Eur J Cancer. 1991;27 Suppl 1:S20-2.
Emesis is a major problem for children receiving cancer chemotherapy. Three open non-comparative studies have been conducted to assess the safety and efficacy of ondansetron in children receiving a variety of chemotherapy regimens. Patients received various dosages of ondansetron, intravenously or intravenously plus orally, 8-hourly, during chemotherapy, followed by oral treatment 8-hourly for 3-5 days following chemotherapy. Complete control of emesis was achieved in 42-87% of children, and complete plus major control (0-2 emetic episodes) was achieved in 65-98% of children during their chemotherapy treatment, which varied from 1-8 days, and in 54-92% of children over the total study period. Ondansetron was effective in children receiving a wide variety of chemotherapy regimens. However, more intensive chemotherapeutic regimens and platinum drugs are associated with lower response rates. Ondansetron was well tolerated and none of the patients experienced extrapyramidal symptoms.

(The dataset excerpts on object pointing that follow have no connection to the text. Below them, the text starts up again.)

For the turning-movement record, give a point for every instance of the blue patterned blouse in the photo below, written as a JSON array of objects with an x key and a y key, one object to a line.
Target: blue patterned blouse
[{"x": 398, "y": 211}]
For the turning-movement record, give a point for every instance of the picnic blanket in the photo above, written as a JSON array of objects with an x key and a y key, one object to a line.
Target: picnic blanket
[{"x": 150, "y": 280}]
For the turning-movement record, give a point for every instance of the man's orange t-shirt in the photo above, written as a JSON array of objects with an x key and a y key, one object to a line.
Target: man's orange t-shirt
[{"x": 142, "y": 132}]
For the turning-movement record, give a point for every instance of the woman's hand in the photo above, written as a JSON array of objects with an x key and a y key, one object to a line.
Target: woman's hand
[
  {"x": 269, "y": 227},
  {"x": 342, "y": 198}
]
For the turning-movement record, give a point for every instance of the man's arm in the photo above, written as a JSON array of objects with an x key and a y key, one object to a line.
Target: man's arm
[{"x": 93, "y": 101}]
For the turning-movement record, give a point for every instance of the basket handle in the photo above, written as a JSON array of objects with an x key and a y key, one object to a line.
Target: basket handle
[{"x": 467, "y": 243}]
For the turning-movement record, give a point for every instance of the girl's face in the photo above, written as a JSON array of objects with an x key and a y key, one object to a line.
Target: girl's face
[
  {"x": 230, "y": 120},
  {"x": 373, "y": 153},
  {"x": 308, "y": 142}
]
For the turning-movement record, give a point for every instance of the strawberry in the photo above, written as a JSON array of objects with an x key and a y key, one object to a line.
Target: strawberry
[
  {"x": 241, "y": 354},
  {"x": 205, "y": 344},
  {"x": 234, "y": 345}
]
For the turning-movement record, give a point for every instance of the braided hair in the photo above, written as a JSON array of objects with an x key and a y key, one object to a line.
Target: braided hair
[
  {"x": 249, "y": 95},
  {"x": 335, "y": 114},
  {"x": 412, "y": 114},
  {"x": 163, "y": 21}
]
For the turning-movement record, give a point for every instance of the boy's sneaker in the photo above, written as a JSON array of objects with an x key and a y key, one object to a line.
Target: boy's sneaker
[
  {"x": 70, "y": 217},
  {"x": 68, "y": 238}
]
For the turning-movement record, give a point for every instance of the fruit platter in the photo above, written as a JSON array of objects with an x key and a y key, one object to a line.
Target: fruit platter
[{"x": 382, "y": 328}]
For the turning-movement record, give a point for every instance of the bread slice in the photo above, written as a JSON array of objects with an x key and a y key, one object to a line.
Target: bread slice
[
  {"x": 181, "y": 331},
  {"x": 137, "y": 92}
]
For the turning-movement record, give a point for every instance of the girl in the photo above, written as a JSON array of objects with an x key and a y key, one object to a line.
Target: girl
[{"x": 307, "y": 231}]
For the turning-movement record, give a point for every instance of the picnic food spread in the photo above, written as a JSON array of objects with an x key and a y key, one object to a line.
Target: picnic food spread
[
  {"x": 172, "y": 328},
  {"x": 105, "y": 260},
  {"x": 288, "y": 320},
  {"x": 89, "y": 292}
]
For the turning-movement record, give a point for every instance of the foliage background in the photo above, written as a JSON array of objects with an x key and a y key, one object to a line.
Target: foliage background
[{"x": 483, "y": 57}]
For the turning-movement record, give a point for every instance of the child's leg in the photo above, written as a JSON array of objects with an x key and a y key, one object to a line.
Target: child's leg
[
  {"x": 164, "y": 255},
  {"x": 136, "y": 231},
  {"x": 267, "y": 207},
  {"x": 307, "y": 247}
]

呕吐是接受癌症化疗的儿童面临的一个主要问题。已经开展了三项开放性非对照研究,以评估昂丹司琼在接受各种化疗方案的儿童中的安全性和疗效。患者在化疗期间每8小时静脉注射或静脉注射加口服不同剂量的昂丹司琼,化疗后每8小时口服治疗3至5天。42%至87%的儿童呕吐得到完全控制,在化疗期间(持续1至8天),65%至98%的儿童呕吐得到完全加主要控制(呕吐发作0至2次),在整个研究期间,54%至92%的儿童呕吐得到完全加主要控制。昂丹司琼对接受各种化疗方案的儿童有效。然而,更强效的化疗方案和铂类药物与较低的缓解率相关。昂丹司琼耐受性良好,没有患者出现锥体外系症状。